Dervişin biri, uzun ve yorucu bir yolculuktan sonra bir köye ulaşır. Karşısına çıkanlara, kendisine yardım edecek, yiyecek ve kalacak bir yer verecek biri olup olmadığını sorar. *
*Köylüler, kendilerinin de fakir olduklarını, evlerinin küçük olduğunu ve Şakir diye birinin çiftliğini tarif edip oraya gitmesini söylerler. Derviş yola koyulur, birkaç köylüye daha rastlar. Onların anlattıklarından, Şakir'in bölgenin en zengin kişilerinden biri olduğunu anlar. Bölgedeki ikinci zengin ise Haddad adında başka bir çiftlik sahibidir.
Derviş, Şakir'in çiftliğine varır. Çok iyi karşılanır, iyi misafir edilir, yer, içer, dinlenir. Şakir de ailesi de hem misavirperver hem gönlü geniş insanlardır. Yola koyulma zamanı gelip, derviş Şakir'e teşekkür ederken, 'Böyle zengin olduğun için hep şükret' der. Şakir ise şöyle yanıt verir: 'Hiçbir şey olduğu gibi kalmaz. Bazen görünen gerçeğin kendisi değildir. Bu da geçer...'
Derviş Şakir'in çiftliğinden ayrıldıktan sonra, bu söz üzerine uzun uzun düşünür. Birkaç yıl sonra dervişin yolu yine aynı bölgeye düşer. Şakir'i hatırlar, uğramaya karar verir. Yolda rastladığı köylülerle sohbet ederken Şakir'den söz eder. 'O Şakir mi?' der köylüler, 'O iyice fakirledi, şimdi Haddad'ın yanında çalışıyor.'
Derviş hemen Haddad'ın çiftliğine gider, Şakir'i bulur. Eski dostu yaşlanmıştır, üzerinde eski püskü giysiler vardır. Üç yıl önceki bir sel felaketinde bütün sığırları telef olmuş, evi yıkılmıştır. Toprakta işlenemez hale geldiği için tek çare olarak, selden zarar görmemiş ve biraz daha zenginleşmiş olan Haddad'ın yanında çalışmak kalmıştır. Şakir ve ailesi üç yıldır Haddad'ın hizmetindedir.

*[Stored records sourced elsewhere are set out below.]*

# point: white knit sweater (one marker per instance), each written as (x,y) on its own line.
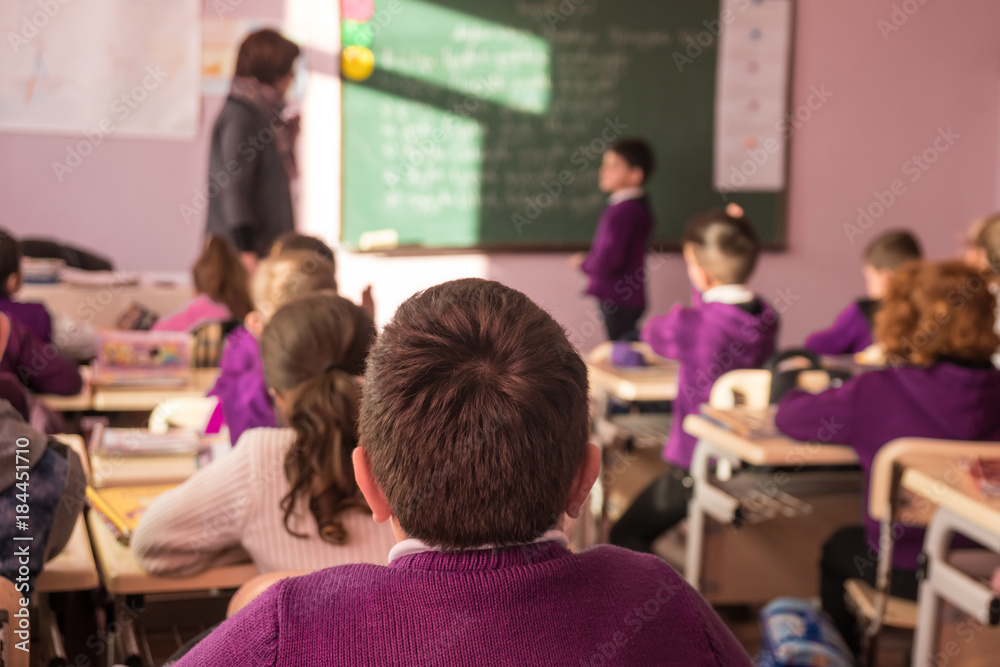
(235,502)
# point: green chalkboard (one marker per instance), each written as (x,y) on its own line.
(484,122)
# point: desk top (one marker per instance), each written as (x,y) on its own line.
(124,576)
(944,486)
(655,382)
(113,399)
(776,450)
(74,568)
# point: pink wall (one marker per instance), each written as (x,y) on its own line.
(889,99)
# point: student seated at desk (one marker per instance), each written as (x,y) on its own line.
(45,475)
(285,495)
(936,326)
(222,286)
(37,365)
(728,327)
(851,332)
(474,431)
(33,316)
(293,241)
(244,402)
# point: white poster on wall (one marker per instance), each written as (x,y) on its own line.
(751,95)
(105,68)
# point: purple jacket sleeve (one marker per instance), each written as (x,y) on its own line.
(241,387)
(39,365)
(840,337)
(825,417)
(247,639)
(670,335)
(607,254)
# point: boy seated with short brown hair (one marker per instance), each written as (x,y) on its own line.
(474,429)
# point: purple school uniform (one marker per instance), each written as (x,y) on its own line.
(617,259)
(945,401)
(241,387)
(708,340)
(533,605)
(37,365)
(32,315)
(850,333)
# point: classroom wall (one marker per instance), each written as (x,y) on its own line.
(880,93)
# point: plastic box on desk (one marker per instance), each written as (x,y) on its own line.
(142,358)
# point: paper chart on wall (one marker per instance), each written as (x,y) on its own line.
(751,132)
(105,68)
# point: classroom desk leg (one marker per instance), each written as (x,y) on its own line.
(706,500)
(945,583)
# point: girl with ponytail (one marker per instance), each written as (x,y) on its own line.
(287,496)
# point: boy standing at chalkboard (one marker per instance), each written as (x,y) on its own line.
(616,265)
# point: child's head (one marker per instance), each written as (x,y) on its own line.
(720,248)
(282,279)
(984,250)
(10,264)
(936,309)
(311,348)
(627,163)
(474,423)
(290,241)
(220,275)
(884,255)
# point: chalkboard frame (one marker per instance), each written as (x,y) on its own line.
(778,245)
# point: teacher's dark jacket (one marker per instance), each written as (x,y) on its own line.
(249,196)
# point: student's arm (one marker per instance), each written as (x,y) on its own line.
(670,335)
(827,417)
(248,639)
(836,339)
(236,144)
(198,524)
(40,366)
(611,242)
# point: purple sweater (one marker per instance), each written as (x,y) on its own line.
(945,401)
(617,260)
(241,387)
(708,340)
(37,364)
(850,333)
(32,315)
(537,605)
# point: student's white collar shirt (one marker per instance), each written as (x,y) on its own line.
(625,195)
(728,294)
(411,546)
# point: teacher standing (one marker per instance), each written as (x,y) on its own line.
(252,161)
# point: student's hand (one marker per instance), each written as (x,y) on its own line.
(249,260)
(367,302)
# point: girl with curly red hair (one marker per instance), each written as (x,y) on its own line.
(936,327)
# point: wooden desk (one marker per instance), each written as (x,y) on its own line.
(655,382)
(102,305)
(128,583)
(962,509)
(140,399)
(787,517)
(74,568)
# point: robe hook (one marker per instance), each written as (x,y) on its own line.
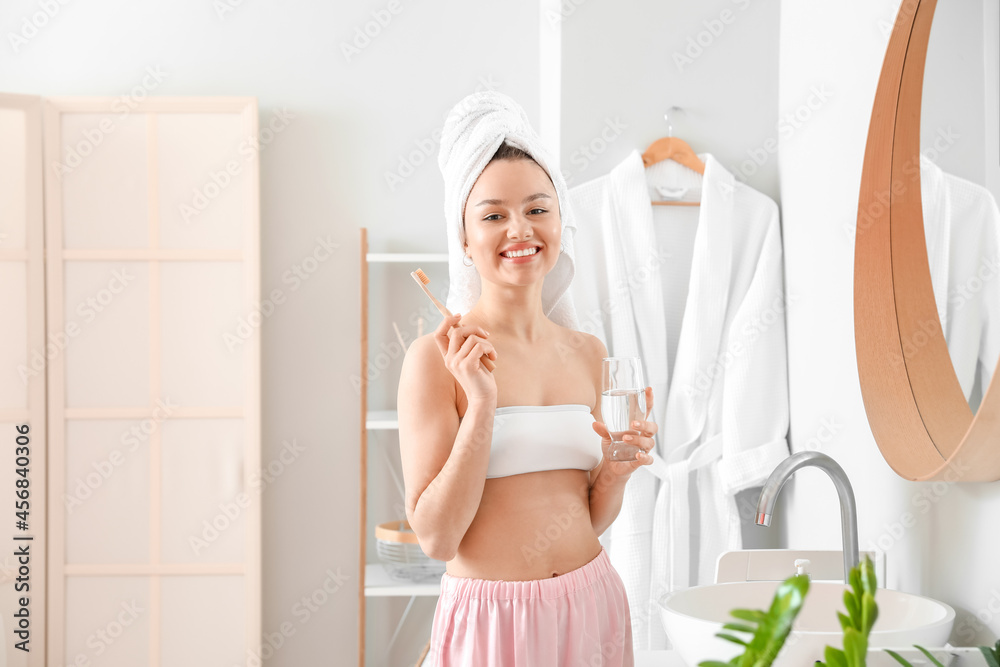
(666,117)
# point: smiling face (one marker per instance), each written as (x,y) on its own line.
(513,207)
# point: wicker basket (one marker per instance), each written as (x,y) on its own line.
(402,556)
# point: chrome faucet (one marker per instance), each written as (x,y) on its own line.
(848,510)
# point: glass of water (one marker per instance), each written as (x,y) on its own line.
(623,401)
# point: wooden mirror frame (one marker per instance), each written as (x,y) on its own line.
(916,408)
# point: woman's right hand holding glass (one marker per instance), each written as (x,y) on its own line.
(462,346)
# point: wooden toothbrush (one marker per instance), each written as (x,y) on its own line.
(421,279)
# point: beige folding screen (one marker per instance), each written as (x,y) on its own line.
(153,394)
(22,382)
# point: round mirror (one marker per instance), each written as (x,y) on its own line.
(926,249)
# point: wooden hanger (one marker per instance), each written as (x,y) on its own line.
(673,148)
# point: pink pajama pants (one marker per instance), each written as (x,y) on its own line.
(577,619)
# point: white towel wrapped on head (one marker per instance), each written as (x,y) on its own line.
(474,130)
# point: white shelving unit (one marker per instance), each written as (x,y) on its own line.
(375,582)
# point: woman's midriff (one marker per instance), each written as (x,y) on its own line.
(530,526)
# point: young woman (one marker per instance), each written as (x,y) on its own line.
(506,472)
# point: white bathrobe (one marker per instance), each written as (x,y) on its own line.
(722,410)
(961,225)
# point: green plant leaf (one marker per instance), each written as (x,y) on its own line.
(755,616)
(992,655)
(900,659)
(927,653)
(855,647)
(740,627)
(834,657)
(730,638)
(869,612)
(853,610)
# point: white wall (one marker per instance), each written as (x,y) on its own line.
(948,550)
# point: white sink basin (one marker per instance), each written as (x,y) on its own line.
(692,617)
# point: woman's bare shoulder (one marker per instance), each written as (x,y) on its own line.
(589,344)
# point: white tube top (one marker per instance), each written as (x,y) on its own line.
(531,438)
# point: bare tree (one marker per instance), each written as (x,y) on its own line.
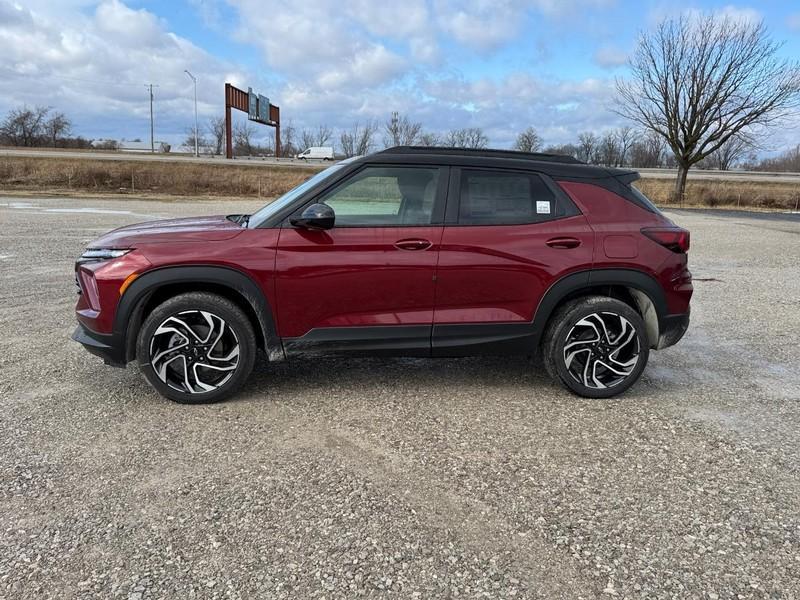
(588,147)
(428,139)
(647,152)
(57,127)
(564,149)
(528,141)
(24,126)
(470,137)
(216,129)
(698,81)
(727,155)
(626,136)
(358,140)
(400,131)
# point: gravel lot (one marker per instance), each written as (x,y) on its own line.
(474,478)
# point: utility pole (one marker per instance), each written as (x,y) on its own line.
(196,133)
(150,86)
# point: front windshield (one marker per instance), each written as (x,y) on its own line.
(283,201)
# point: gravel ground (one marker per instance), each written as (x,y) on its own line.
(475,478)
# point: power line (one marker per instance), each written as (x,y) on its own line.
(150,86)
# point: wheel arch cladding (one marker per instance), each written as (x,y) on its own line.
(160,284)
(644,291)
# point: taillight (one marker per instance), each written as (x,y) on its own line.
(673,238)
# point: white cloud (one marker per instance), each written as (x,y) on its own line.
(94,65)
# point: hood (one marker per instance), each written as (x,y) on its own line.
(192,229)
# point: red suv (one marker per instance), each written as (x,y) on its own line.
(411,251)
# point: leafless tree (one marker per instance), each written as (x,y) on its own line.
(698,81)
(647,151)
(216,129)
(358,140)
(24,126)
(727,155)
(564,149)
(608,150)
(588,148)
(57,127)
(470,137)
(400,131)
(626,136)
(428,139)
(528,141)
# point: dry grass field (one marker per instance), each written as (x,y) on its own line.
(162,179)
(159,179)
(760,195)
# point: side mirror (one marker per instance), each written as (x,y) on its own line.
(317,217)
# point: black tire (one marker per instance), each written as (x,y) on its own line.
(575,323)
(222,348)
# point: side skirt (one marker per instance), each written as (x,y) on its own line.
(493,339)
(390,340)
(417,340)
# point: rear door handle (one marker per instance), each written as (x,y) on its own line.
(563,243)
(413,244)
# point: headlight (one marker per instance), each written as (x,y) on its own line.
(100,254)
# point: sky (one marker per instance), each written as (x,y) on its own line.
(501,65)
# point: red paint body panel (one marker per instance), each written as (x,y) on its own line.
(366,276)
(492,274)
(610,216)
(352,276)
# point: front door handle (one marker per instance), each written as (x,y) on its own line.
(413,244)
(563,243)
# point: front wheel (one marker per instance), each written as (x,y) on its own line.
(196,348)
(596,346)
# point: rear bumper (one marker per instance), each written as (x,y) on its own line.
(106,346)
(673,327)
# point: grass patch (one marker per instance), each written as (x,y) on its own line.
(143,178)
(760,195)
(163,179)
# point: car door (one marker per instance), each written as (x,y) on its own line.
(508,236)
(368,282)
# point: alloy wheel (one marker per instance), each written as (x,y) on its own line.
(601,350)
(194,351)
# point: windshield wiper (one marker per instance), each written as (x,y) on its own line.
(242,220)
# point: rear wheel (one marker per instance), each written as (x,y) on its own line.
(196,348)
(596,346)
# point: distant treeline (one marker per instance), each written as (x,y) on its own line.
(625,146)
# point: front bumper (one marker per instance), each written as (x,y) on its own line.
(106,346)
(673,327)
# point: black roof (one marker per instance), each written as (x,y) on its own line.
(489,152)
(555,165)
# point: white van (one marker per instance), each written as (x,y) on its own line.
(317,152)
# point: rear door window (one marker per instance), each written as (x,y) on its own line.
(506,198)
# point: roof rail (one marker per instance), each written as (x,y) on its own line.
(441,150)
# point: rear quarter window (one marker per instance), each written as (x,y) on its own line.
(506,198)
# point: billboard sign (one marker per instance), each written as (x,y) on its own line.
(252,101)
(263,109)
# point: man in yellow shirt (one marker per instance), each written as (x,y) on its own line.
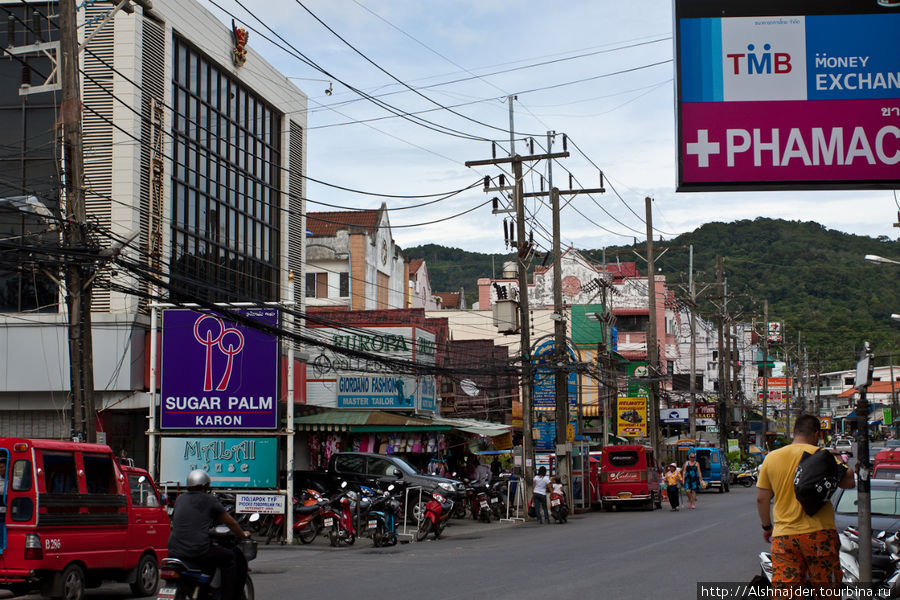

Şakir bu kez dervişi son derece mütevazi olan evinde misafir eder. Kıt kanaat yemeğini onunla paylaşır. Derviş vedalaşırken Şakir'e olup bitenlerden ötürü ne kadar üzgün olduğu söyler ve Şakir'den şu cevabı alır: 'Üzülme.. Bu da geçer...'
Derviş gezmeye devam eder ve yedi yıl sonra yolu yine o bölgeye düşer. Şaşkınlık içerisinde olan biteni öğrenir. Haddad bir kaç yıl önce ölmüş, ailesi olmadığı için de bütün varını yoğunu en sadık hizmetkarı ve eski dotu Şakir'e bırakmıştır. Şakir, Haddad'ın konağında oturmaktadır, kocaman arazileri ve binlerce sığır ile yine yörenin en zengin insanıdır.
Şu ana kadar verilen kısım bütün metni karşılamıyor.